You can get the prompt from get_prompt in examples/code_description/main.rs and use it in demo Qwen Demo.
<<I don't have enough gpu memory to run "2.5-coder-32b-instruct" model, so I have gathered the output from Qwen Demo. I have seen that the output quality differs when using Pytorch or Candle-nn, so it might be a bug in matrix multiplication (tokens are the same).>>.
Parameters:
cpu: Run code on cpu, but not recommended for the amount of time
temperature: Afects the variability and randomness of generated responses. Values close to 0 are more deterministic.
top_p: It sets a threshold probability whose cumulative probability exceeds the threshold.

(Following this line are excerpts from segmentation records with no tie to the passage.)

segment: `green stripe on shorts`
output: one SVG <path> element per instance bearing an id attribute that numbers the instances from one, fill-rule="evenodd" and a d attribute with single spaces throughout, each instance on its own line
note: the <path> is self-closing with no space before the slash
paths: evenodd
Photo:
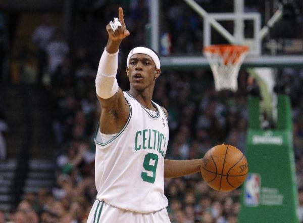
<path id="1" fill-rule="evenodd" d="M 99 202 L 98 202 L 98 205 L 97 205 L 97 208 L 96 208 L 96 210 L 95 211 L 95 215 L 93 217 L 93 223 L 94 223 L 94 220 L 96 219 L 96 215 L 97 215 L 97 210 L 98 210 L 98 207 L 99 207 L 99 204 L 100 204 L 100 202 L 101 201 L 99 201 Z M 103 205 L 103 203 L 102 204 L 102 205 Z"/>
<path id="2" fill-rule="evenodd" d="M 100 208 L 100 210 L 99 211 L 99 215 L 98 215 L 98 219 L 97 220 L 97 223 L 99 222 L 99 218 L 100 218 L 100 215 L 101 215 L 101 211 L 102 211 L 102 208 L 103 207 L 103 203 L 104 201 L 102 202 L 102 205 L 101 205 L 101 207 Z"/>

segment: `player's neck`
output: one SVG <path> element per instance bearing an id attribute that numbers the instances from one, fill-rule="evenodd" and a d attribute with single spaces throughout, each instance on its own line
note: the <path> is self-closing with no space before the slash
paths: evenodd
<path id="1" fill-rule="evenodd" d="M 152 104 L 153 91 L 154 88 L 153 89 L 147 88 L 144 90 L 140 91 L 131 87 L 130 90 L 128 91 L 128 93 L 138 101 L 143 107 L 147 109 L 156 111 L 157 109 L 153 105 L 153 104 Z"/>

seed: Seed used for randomness
sample_len: Length of the generated sample
repeat_penalty: Penalty applied for repeating tokens
model: Name of the model to run, ex: 2.5-coder-32b-instruct
You can store thread embeddings with the following command:
cargo run --example store_thread_embeddings
It will compute embeddings on thread files and store them in the database
Parameters:
cpu: Run code on cpu, but not recommended for the amount of time
model_id: model used, default: sentence-transformers/all-MiniLM-L6-v2
revision: model revision used, default: refs/pr/21
You can run detect_new_threads with the following command:
cargo run --example detect_new_threads
It will create embeddings of files and search the most similar file. It will check as well if there high threads in file description.
Parameters:
cpu: Run code on cpu, but not recommended for the amount of time
model_id: model used, default: sentence-transformers/all-MiniLM-L6-v2
revision: model revision used, default: refs/pr/21
File: ./potential_threads/file6.js - is 100% a thread
File: ./potential_threads/file5.js - is 100% a thread
File: ./potential_threads/file100.js is not a thread